Background: Klippel-Trenaunay syndrome (KTS) is an overgrowth syndrome defined by capillary/venous/lymphatic malformations (CVLM) with soft tissue and/or bone hypertrophy. Whether KTS predisposes to cancer is not clear. Methods and Results: We surveyed members of the K-T Support Group (KTSG) and reviewed PubMed for "Klippel Trenaunay Syndrome" or "CVLM" and "cancer." Individuals with cancer were reviewed for confirmation of KTS, tumor type, location, and age at presentation. Of 223 KTSG respondents, 24 (10.8%) reported 26 malignancies or benign brain tumors (diagnosed from 6 months to 68 years of age, median 41 years), including 3 who were younger than 18 years (2 with Wilms tumor). Nine of twenty-six cancers were basal cell carcinomas (4% of respondents).
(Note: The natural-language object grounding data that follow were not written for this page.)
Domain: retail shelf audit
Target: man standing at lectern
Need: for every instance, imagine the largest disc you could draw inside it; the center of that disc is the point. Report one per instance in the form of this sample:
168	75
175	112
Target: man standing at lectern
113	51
From 475 articles, we identified 11 cancers or brain tumors in 10 individuals with KTS. Four of these were in children (Wilms tumor n = 2; rhabdomyosarcoma n = 1; serous borderline tumor n = 1). Tumors in adults included basal cell carcinoma (n = 1), squamous cell carcinoma of skin (n = 2), and angiosarcoma, Hodgkin disease, glioblastoma, malignant hemangiopericytoma in one patient each. Ulceration or lymphedema associated with VLM or capillary malformations were associated with some basal cell or squamous cell carcinomas and angiosarcomas. Conclusions: The risk of embryonal cancer other than Wilms tumor in children with KTS does not appear to be higher than in the general population. Wilms tumor incidence is under 5%, and routine surveillance is not indicated. In adults, particular attention should be paid to skin in the area of malformations. These conclusions may not apply to all overgrowth syndromes with vascular malformations.